Für das ambitionierte Projekt hat das Theater den Berliner Tom Peuckert mit einer Neufassung beauftragt. Und der Dramatiker liefert in seinen Texten eine gelungene, schlüssige Mischung aus Rückgriffen auf die Mythologie der Antike und deren Update ins Hier und Heute. So ist etwa das alte, sanftmütige Hippie-Ehepaar (Paula Schrötter, Magnus Pflüger) als antike Figuren Philemon und Baucis zu erkennen, die an ihrem Lebensende zusammenbleiben dürfen und dazu von den Göttern in eine Linde und eine Eiche verwandelt werden. Eine andere Geschichte widmet sich dem Himmelsstürmer Phaeton (wie das Luxusauto), der sich den Sonnenwagen seines Vaters ausleiht, in seiner Hybris von der Himmelsbahn abkommt und damit eine Katastrophe kosmischen Ausmaßes verursacht. Hier nennt er sich Elon Musk - die Parallelen der beiden Figuren sind augenscheinlich.

Blicke der Götter

Und auch die Götter Apollo (Sänger Tomi Wendt) und Dionysos (Schauspielerin Carolin Weber) bekommen im Stadttheater ihren Auftritt. Hier dienen ihre beiden Figuren als eine Art Klammer des zweieinhalbstündigen Stücks, die sich das menschliche Treiben - in kurzen Zwischenszenen - von oben anschauen. Der kühle Apollo hat nur Spott und Verachtung übrig für das, was er da unten zu sehen bekommt. Dionysos hingegen zeigt mehr Zugewandtheit und Empathie beim Betrachten des Menschengeschlechts. So wie die beiden kann sich auch jeder Zuschauer seinen eigenen Reim auf die seltsame, widersprüchliche Welt machen, wie man sie hier zu sehen bekommt.
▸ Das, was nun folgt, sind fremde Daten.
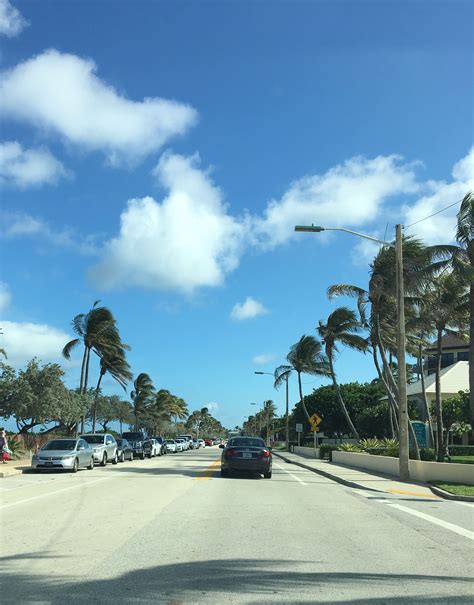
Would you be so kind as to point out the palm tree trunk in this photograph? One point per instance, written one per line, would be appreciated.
(339, 396)
(425, 399)
(287, 419)
(439, 409)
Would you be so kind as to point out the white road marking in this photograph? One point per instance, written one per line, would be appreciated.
(454, 528)
(291, 474)
(58, 491)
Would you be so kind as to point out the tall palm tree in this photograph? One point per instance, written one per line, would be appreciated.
(97, 331)
(282, 375)
(306, 357)
(142, 396)
(341, 326)
(464, 266)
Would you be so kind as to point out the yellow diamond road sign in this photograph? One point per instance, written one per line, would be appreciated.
(315, 420)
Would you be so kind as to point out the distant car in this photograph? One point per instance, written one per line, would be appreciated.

Und die steckt voller Figuren, Geschichten, Bilder, Klänge, Körper und Gedanken. Dazu zählen etwa die vier Mitglieder des Gießener Tanzensembles, die sich immer wieder elegant, aber auch mal übergriffig zwischen dem vielköpfigen Bühnenpersonal durch die Szenerie bewegen. Dazu zählt eine Frau im eleganten Business-Kostüm (Anne-Elise Minetti), die von ihrem geliebten, gestorbenen Mann Avid schwärmt: einem Schriftsteller, der sich in der Nachfolge seines Vorbilds Ovid an der Dichtkunst versucht hat und dessen Gehirn sie nun mit sich herumträgt. Dazu zählt auch die Musik des Philharmonischen Orchesters, die unter der Leitung von Generalmusikdirektor Florian Ludwig bald nicht mehr nur im Orchestergraben - sondern auch vor aller Augen - spielt.

Denn Ausgangspunkt dieser »Metamorphosen« war es, wie die Teilnehmer zuvor in einem Pressegespräch berichteten, die einzelnen Ensembles zu verbinden und ihre Darbietungen ineinanderfließen zu lassen. Das gelingt in dieser Inszenierung ausgezeichnet. Zu den kraftvollen, bisweilen bedrohlichen Klängen von Richard Strauss sowie unter anderem Brahms, Mendelssohn, Tschaikowski und auch einer »Hymne an die Sonne« aus dem 2. Jahrhundert gibt es immer wieder neue Miniaturen, in denen die Motive der »Metamorphosen«, der »Verwandlung« aufgegriffen werden.

Manche klugen Gedanken (Peuckerts) sind da zu hören, auch eine wunderbare Arie, gesungen von Sopranistin Naroa Intxausti, und Ovid’sche Textzeilen, die Schauspieler Roman Kurz aus einer Art Faradayschem Käfig heraus vorträgt. Und es gibt viel Humor: Etwa einen zunächst auf Spitze getanzten »Schwanengesang«, bei dem die Tiere bald nicht mehr mit der Begleitung der Orchestermusiker einverstanden sind.

Abschiedsgruß

So zeigen diese »Metamorphosen« vieles von all dem, was das Stadttheater zu bieten hat. Und führt damit vielleicht auch manche Besucher an Künste heran, mit denen sie zuvor noch nicht in Berührung kamen.

Zugleich lässt sich dieses Stück auch als Abschiedsgruß betrachten. Denn viele der Bühnenprotagonisten werden das Haus am Ende dieser Spielzeit verlassen. »Das Leben ist ein Fluss. Alles wechselt die Gestalt« - das wusste schließlich schon der Römer Ovid.